Geddy Lee, baixista e vocalista da banda canadense Rush, tem planos de visitar o Brasil em março de 2024 para o lançamento de sua aguardada autobiografia, intitulada “My Effin’ Life” (ainda sem título em português). Este livro está programado para ter seu lançamento mundial em 14 de novembro deste ano, incluindo o mercado brasileiro. Vale destacar que, durante sua estadia no país, o músico não tem programadas apresentações ao vivo, mas estará envolvido em eventos de lançamento do livro.

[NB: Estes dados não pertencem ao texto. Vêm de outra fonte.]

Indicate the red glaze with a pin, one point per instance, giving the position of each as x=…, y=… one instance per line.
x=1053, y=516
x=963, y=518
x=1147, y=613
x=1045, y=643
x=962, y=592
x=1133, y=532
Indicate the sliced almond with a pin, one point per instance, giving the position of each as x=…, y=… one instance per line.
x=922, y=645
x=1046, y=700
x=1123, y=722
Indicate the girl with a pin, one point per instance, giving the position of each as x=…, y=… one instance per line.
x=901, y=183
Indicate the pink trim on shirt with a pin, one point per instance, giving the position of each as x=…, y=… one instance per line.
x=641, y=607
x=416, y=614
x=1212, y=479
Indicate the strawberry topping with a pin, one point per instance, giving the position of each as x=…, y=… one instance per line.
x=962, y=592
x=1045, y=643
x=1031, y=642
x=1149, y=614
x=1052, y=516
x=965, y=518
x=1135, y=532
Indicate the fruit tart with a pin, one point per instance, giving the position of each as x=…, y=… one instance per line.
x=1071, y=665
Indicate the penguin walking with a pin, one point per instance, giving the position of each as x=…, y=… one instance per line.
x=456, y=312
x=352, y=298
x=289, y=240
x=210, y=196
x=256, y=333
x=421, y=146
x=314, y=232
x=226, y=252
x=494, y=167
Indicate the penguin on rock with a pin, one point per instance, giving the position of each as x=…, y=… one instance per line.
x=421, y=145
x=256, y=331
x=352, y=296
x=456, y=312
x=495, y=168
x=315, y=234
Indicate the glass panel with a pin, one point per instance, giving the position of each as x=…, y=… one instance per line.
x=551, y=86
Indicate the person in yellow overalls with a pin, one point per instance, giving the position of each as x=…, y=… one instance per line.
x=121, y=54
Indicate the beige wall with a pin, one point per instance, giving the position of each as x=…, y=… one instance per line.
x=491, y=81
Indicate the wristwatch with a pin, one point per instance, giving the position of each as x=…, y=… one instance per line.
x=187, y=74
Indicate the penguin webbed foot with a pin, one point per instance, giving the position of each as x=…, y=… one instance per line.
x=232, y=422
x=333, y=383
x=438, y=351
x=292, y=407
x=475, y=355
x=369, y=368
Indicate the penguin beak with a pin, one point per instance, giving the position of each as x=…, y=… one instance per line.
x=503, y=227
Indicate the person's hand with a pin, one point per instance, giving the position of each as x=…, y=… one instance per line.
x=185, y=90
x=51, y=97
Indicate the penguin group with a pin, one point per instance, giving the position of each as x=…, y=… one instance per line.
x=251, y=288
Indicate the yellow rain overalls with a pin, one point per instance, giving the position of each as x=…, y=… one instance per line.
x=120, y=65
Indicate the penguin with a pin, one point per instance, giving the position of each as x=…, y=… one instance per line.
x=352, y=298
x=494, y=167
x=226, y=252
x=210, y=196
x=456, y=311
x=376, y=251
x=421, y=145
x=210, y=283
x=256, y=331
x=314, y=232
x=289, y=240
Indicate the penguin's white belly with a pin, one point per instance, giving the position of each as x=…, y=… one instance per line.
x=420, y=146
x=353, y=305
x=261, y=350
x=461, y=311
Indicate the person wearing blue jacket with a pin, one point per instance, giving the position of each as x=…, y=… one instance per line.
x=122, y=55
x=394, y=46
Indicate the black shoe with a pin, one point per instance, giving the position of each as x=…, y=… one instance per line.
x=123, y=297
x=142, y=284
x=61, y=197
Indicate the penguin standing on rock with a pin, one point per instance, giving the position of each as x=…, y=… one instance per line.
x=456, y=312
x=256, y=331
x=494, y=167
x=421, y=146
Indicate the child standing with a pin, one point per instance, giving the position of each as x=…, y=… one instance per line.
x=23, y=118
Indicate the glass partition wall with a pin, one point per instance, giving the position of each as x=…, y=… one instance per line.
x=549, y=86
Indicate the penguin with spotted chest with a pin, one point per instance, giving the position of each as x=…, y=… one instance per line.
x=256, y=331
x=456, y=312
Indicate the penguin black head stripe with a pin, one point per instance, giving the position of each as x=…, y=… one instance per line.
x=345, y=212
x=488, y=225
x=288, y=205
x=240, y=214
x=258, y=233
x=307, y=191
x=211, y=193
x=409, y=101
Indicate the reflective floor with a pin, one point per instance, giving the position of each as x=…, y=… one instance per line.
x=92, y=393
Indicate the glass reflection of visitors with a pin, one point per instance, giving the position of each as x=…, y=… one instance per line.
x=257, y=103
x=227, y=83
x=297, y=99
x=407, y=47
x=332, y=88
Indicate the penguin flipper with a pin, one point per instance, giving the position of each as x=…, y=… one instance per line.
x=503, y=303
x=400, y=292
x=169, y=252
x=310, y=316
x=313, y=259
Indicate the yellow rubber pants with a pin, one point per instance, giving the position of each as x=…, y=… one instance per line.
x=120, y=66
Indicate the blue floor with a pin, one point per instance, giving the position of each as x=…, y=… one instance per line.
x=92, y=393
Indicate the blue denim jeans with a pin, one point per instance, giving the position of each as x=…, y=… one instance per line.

A última vez que o Rush realizou uma apresentação no Brasil foi em julho de 2010, durante a turnê do álbum “Moving Pictures”. Desde então, a banda gradualmente se afastou dos palcos devido à descoberta de um câncer no cérebro que afetou seu baterista e principal letrista Neil Peart. Infelizmente, o último show da banda ocorreu em 1º de agosto de 2015, nos Estados Unidos, e Neil Peart faleceu em abril de 2020 devido a essa terrível doença. Em uma entrevista recente, Geddy Lee compartilhou: “Ele queria manter isso em particular, e assim fizemos. Foi uma jornada desafiadora. Não posso dizer que tenha sido fácil, porque não foi. O diagnóstico inicial indicava que ele teria, no máximo, 18 meses, mas ele resistiu por três anos e meio. Foi um constante apoio por meio de visitas.”

Em setembro de 2021, Geddy Lee fez uma postagem na qual comentou sobre a sua aguardada biografia: “Então, como matei o tempo durante a pandemia? Mais de um ano e meio – o tempo mais longo que passei em Toronto desde que tinha dezenove anos e cheguei ao circuito de bares do norte de Ontário com o Rush. Embora Nancy e eu tivéssemos que cancelar um monte de aventuras que planejávamos, havia alguns aspectos positivos a serem encontrados em casa: ensinar meu neto os melhores pontos do beisebol e observação de pássaros, cuidando de meus filhotes (um dos quais estava bastante doente) e passando as noites com minha amada cara-metade, copo de Armagnac na mão, enquanto assistíamos a todos os shows de mistério europeus já produzidos. Ah, e outra coisa: comecei a escrever. Palavras, quero dizer. Meu amigo e colaborador no Big Beautiful Book Of Bass, Daniel Richler, viu como eu estava lutando após o que Neil Peart estava passando, e tentou me persuadir a sair do meu blues com alguns contos engraçados de sua juventude, desafiando-me a compartilhar os meus em troca. Então eu fiz – relutantemente no começo, mas depois lembrando, oh sim, eu gosto de lutar com as palavras. É uma versão menos física de discutir com notas musicais, sem um Ricky doubleneck quebrando minhas costas! E logo minhas histórias de passos de bebê estavam se tornando capítulos de adultos. Sendo o obsessivo nuclear que sou, eu os escreveria e reescreveria, reavaliando perspectivas na narrativa não apenas vasculhando meus bancos de memória, mas também meus diários e pilhas de álbuns de fotos. Eu estava reunindo um mistério de um tipo diferente. Eu então enviaria essas histórias melhoradas e até mesmo ilustradas para Daniel, que limparia um pouco da gramática e removeria muitos palavrões (eu adoro xingar) e pronto! Em uma voz que soava, bem, assim como eu, um relato épico e apresentável da minha vida dentro e fora do palco estava tomando forma: minha infância, minha família, a história da sobrevivência de meus pais, minhas viagens e todo tipo de bobagem que passei demais tempo obcecado. E Daniel disse: ‘Acho que você está escrevendo um livro. Um livro de memórias de verdade, na verdade.’ Ao que respondi: ‘Hmm… acho que sim”.